“Collin, you’re going to get beaten up. You’ve got to grow up sometime, be a man.” This sentiment has passed through my ears so many times that it has morphed into an idiom. I was told that I was too old for my hobbies when I was 10-years-old.
When I moved to Louisiana, I was the kid who didn’t hunt, didn’t like guns, and didn’t have a single piece of camouflage in my wardrobe.
“You’re going to have to grow up one day.” When is this mythical day, and what will it bring? Will I finally be able to grow real facial hair? Will I need adult diapers?
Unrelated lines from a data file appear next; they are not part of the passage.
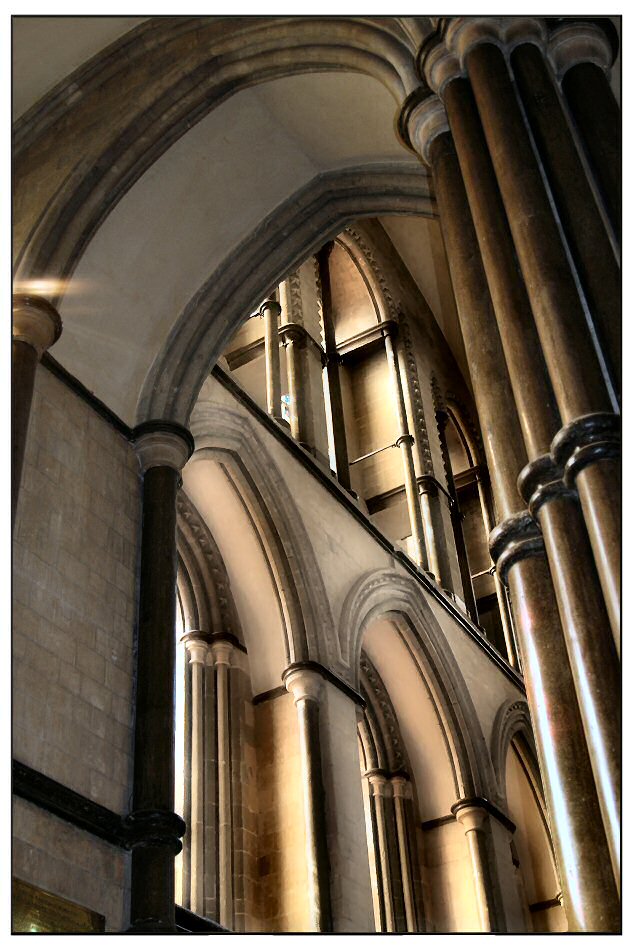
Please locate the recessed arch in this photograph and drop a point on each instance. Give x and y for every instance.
(228, 437)
(223, 56)
(391, 595)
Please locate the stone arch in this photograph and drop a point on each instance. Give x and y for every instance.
(387, 593)
(512, 720)
(295, 230)
(227, 436)
(222, 59)
(203, 581)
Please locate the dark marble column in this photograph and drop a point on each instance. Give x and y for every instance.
(590, 645)
(571, 359)
(580, 217)
(405, 442)
(332, 370)
(153, 829)
(36, 326)
(580, 844)
(582, 54)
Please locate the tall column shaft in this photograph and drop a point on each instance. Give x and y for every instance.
(475, 822)
(582, 854)
(36, 327)
(154, 831)
(580, 217)
(378, 790)
(567, 346)
(599, 122)
(197, 651)
(270, 311)
(332, 371)
(401, 788)
(405, 441)
(295, 344)
(546, 670)
(222, 655)
(306, 689)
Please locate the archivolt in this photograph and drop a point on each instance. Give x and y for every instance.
(203, 581)
(388, 593)
(150, 88)
(228, 436)
(283, 240)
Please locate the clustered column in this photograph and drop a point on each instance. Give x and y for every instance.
(405, 442)
(153, 829)
(36, 326)
(583, 858)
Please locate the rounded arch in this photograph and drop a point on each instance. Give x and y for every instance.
(280, 244)
(387, 593)
(222, 56)
(225, 435)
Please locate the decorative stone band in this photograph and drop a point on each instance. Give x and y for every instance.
(270, 305)
(303, 676)
(425, 122)
(35, 322)
(588, 439)
(514, 540)
(160, 443)
(542, 481)
(445, 60)
(483, 805)
(582, 41)
(153, 828)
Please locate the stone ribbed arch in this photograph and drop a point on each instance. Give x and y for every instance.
(284, 239)
(381, 739)
(153, 85)
(389, 594)
(203, 581)
(513, 721)
(359, 249)
(228, 437)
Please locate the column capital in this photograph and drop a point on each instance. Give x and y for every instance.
(270, 304)
(401, 786)
(514, 540)
(580, 41)
(304, 683)
(473, 811)
(379, 783)
(464, 33)
(311, 666)
(424, 123)
(222, 651)
(197, 644)
(160, 443)
(35, 322)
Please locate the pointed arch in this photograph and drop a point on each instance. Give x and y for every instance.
(226, 435)
(387, 593)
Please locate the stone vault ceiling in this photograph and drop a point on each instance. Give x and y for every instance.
(205, 195)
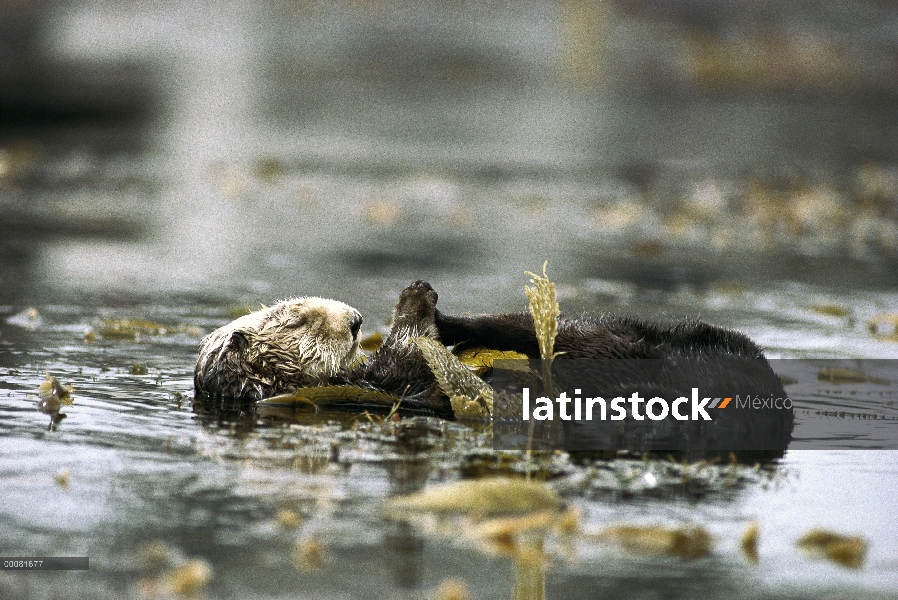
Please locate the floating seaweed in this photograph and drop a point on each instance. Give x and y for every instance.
(748, 541)
(480, 496)
(53, 394)
(188, 578)
(848, 551)
(689, 542)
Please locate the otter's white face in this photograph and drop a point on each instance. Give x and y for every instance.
(323, 333)
(315, 336)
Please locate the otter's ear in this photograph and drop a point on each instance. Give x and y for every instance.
(239, 340)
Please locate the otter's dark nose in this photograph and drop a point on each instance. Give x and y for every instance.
(355, 323)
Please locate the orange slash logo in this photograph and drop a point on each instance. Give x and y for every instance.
(722, 404)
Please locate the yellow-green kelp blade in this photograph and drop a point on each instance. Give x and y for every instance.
(336, 394)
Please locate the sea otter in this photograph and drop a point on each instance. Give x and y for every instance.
(310, 342)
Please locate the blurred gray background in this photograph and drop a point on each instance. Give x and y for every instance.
(245, 151)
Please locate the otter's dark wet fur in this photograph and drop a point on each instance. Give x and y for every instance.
(597, 337)
(268, 353)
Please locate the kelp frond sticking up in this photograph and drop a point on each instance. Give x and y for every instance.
(545, 310)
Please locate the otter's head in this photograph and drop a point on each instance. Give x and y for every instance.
(278, 348)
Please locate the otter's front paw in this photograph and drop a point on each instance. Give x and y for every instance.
(415, 312)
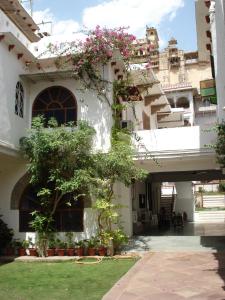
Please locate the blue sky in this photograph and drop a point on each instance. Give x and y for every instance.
(171, 17)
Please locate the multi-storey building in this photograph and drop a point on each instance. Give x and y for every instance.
(167, 98)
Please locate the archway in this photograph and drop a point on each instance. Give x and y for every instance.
(57, 102)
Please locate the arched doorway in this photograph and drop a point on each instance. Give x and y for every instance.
(182, 103)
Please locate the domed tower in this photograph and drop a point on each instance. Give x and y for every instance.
(152, 37)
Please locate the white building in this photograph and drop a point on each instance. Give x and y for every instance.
(217, 20)
(180, 151)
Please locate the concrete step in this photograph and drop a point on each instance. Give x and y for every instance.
(209, 217)
(213, 201)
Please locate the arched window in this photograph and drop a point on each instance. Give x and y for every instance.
(66, 218)
(171, 102)
(19, 100)
(57, 102)
(182, 103)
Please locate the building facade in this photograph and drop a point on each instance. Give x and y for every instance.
(169, 97)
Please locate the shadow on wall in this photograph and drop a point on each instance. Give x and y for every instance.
(217, 243)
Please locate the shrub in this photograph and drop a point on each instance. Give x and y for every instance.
(6, 235)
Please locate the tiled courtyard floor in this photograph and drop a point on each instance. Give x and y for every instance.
(173, 276)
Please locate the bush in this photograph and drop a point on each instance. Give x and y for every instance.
(222, 187)
(6, 235)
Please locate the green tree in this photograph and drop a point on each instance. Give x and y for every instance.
(60, 161)
(220, 144)
(117, 165)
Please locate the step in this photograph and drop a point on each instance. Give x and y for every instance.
(209, 217)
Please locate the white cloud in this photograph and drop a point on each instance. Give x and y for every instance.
(133, 13)
(60, 31)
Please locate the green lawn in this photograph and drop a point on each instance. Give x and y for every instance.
(65, 280)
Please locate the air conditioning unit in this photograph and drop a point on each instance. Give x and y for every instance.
(126, 124)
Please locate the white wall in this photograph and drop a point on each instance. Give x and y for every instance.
(218, 39)
(12, 127)
(175, 139)
(89, 106)
(185, 199)
(123, 196)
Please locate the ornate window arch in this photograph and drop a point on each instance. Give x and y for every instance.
(183, 102)
(19, 100)
(57, 102)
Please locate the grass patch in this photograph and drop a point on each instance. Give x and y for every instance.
(65, 280)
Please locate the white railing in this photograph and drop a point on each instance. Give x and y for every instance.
(180, 139)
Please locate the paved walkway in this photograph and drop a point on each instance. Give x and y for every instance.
(173, 276)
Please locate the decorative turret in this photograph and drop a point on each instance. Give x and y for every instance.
(152, 37)
(172, 43)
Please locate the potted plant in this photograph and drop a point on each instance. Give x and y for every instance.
(60, 248)
(102, 249)
(10, 249)
(6, 235)
(51, 246)
(70, 244)
(23, 246)
(91, 244)
(31, 247)
(79, 248)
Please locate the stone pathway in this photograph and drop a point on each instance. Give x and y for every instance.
(176, 243)
(173, 276)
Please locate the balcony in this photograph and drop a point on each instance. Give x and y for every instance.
(175, 149)
(175, 141)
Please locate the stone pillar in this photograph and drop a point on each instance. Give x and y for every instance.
(123, 196)
(191, 104)
(185, 199)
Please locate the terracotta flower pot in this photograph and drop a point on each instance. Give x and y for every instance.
(22, 252)
(79, 251)
(91, 251)
(102, 251)
(70, 252)
(9, 251)
(32, 252)
(60, 252)
(50, 252)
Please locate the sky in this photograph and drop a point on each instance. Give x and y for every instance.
(172, 18)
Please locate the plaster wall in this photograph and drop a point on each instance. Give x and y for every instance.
(194, 73)
(7, 26)
(218, 34)
(11, 170)
(12, 127)
(176, 139)
(123, 196)
(185, 199)
(90, 108)
(201, 11)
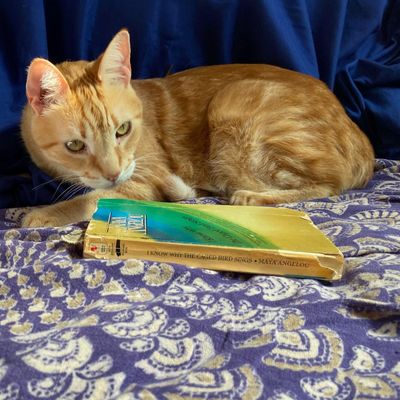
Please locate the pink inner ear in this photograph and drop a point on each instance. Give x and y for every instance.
(39, 95)
(118, 68)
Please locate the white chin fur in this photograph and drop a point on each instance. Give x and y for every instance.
(102, 183)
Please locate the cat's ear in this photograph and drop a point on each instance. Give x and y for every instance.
(45, 85)
(115, 64)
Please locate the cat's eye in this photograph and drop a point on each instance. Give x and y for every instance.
(123, 129)
(75, 146)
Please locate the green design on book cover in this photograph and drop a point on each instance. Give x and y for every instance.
(179, 223)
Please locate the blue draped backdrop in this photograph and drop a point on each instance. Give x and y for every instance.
(352, 45)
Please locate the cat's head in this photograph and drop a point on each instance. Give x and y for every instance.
(83, 119)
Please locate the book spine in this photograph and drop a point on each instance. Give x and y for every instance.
(254, 261)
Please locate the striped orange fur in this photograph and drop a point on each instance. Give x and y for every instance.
(257, 134)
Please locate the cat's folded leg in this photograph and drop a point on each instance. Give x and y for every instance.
(81, 208)
(66, 212)
(277, 196)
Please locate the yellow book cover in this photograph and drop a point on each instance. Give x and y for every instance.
(258, 240)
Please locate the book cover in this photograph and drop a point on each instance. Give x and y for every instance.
(258, 240)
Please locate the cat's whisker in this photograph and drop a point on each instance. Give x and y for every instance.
(62, 178)
(68, 191)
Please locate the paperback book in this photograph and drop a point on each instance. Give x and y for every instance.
(257, 240)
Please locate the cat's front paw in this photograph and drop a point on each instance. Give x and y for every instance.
(43, 217)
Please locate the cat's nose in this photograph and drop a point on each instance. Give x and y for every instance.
(112, 177)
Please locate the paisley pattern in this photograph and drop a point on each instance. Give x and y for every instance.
(73, 328)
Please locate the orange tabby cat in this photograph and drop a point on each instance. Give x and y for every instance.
(255, 133)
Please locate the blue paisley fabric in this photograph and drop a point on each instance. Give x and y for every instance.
(74, 328)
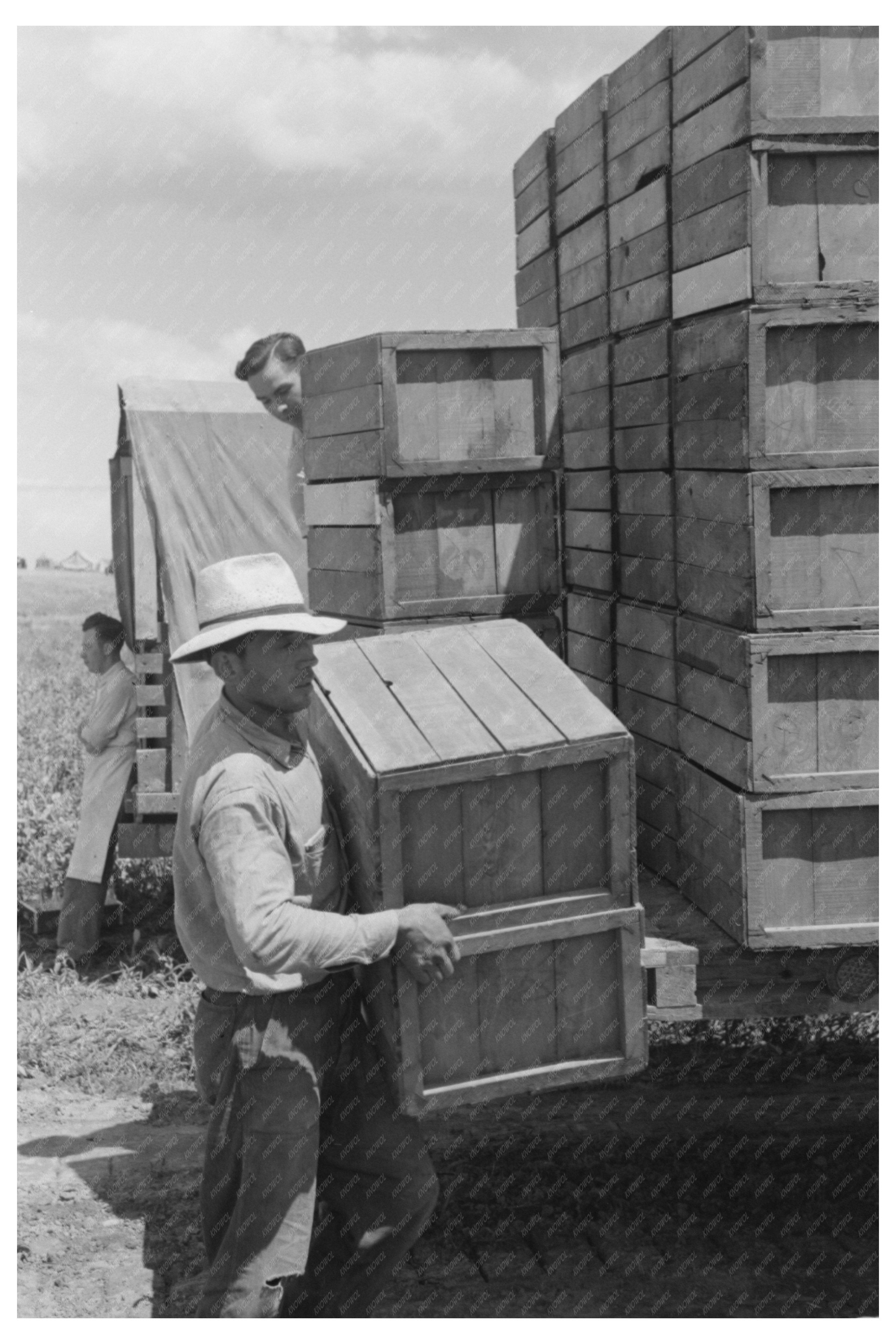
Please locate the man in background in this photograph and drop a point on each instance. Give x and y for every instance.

Will I wake to find myself in deep credit card debt?
I’ve had the same hobbies since I was 8-years-old. I put together Lego sets, collected action figures, plush toys, and Pokémon cards. I also wrote short stories and played video games.
None of those hobbies just ‘went away’ when I entered high school and college. If anything, those hobbies have evolved with me as I get older.
Instead of bringing a plastic bag full of common Pokémon cards to grade school, my college desk is full of carefully-sorted and sleeved Japanese Pokémon cards. I trade, sell, and share my collection with other collectors around the world. I collect Japanese Kirby plushes, and it hasn’t affected my efforts to be a moral person, an involved citizen, a good son, brother, or boyfriend.
My ‘manliness’ comes from my desire to help others, my want to do good by those around me, my desire to provide comfort and love to others, and my goal to do right in the eyes of God.
That’s why it’s so damaging to tell young boys that what they like isn’t ‘manly’ enough, or that their hobbies are ‘girly.’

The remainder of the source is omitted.